Vessels, Barriers and Containers (i), 2017. Marble from SF condo development site, elastic hairband, bronze lemon.


Monument ($7.50 = 30 mins), 2018. Steel, chewing gum.


Ricki Dwyer (UC Berkeley)

“Ricki Dwyer is an artist from the Bay Area whose work investigates the material of cloth as an embodied form. Stimulated by notions of temporality as reference to bodily growth, decay, and transformation, Ricki’s work often changes throughout an exhibition or evening. As a weaver their sculptures are in part produced on the loom and in part developed as assemblage works, highlighting cloth as a contextually defined material. Acknowledging the mutability of woven objects by allowing forms to re-present and perform different roles. Currently Ricki’s studio has employed mono printing, ceramic casting, and photography to work through and around the structure of weaving. Reliant on the material specific qualities of cloth which relate back to a fluid and often un-replicable form, the work returns to drapery as posture. Ricki's apprenticeship to the loom is a constraint mimicked in the dedication to the grid.”

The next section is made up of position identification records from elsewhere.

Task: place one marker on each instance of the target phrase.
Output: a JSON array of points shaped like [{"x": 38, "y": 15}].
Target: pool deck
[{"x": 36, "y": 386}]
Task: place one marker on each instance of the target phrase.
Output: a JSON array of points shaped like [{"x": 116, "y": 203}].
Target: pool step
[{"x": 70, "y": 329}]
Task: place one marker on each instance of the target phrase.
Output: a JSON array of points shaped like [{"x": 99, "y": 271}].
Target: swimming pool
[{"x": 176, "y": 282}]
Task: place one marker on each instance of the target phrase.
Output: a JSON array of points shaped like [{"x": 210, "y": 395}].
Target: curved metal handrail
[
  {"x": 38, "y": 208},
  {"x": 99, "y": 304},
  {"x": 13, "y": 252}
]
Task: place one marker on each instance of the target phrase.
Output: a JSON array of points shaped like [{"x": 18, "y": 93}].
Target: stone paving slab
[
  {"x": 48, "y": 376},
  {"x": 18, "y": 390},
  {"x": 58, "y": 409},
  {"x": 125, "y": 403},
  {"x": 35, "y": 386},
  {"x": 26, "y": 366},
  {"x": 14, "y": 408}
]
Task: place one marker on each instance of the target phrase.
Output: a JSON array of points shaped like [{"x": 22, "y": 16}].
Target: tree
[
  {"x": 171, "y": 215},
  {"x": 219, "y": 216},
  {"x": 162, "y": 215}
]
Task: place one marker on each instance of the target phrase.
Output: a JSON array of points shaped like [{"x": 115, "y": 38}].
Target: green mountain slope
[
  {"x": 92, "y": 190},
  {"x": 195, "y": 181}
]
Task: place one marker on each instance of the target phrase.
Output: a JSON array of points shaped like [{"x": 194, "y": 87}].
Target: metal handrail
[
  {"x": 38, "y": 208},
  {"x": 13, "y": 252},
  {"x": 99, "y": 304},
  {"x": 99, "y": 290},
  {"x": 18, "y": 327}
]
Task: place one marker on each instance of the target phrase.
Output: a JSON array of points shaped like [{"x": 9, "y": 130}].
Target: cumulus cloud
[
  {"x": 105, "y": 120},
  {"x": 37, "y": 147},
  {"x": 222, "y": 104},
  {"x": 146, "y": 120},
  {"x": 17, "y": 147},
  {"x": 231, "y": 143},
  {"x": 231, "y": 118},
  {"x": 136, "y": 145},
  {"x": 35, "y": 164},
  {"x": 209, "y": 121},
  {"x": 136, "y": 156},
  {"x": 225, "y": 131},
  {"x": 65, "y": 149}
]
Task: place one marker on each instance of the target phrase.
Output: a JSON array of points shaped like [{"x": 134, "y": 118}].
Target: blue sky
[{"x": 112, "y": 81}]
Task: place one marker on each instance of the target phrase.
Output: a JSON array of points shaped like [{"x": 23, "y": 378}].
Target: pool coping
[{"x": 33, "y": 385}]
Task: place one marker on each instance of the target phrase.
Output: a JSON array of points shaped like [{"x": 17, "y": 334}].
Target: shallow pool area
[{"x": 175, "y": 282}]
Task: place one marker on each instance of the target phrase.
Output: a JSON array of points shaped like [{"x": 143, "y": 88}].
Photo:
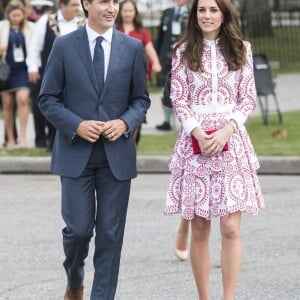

Unsettled (smile), 2017. Mood ring, hematite, chain, cotton, porcelain, plastic.


Zoe Eagan-Gardner (CCA)

“Portraiture is one of the longest standing artistic traditions. The artist strives to render the essence of her subject. This, however, begs the question, “where does that essence reside?” Through an absurdist lens of abstraction, the forms I create tell the parables of my childhood and coming of age. I imbue each figure with personality and purpose as I create a world of my own. Here I can examine, from the outside looking in, the events that shaped me. I use an implied narrative, lush surfaces, and sewn details to seduce the viewer. The sumptuous array of textures that envelop the forms begs to be fondled and caressed. The liminal space between unease and humor, seduction and denial, is where this work resides.”


Cowboy, 2018. Ceramic, stain, spraypaint and sand.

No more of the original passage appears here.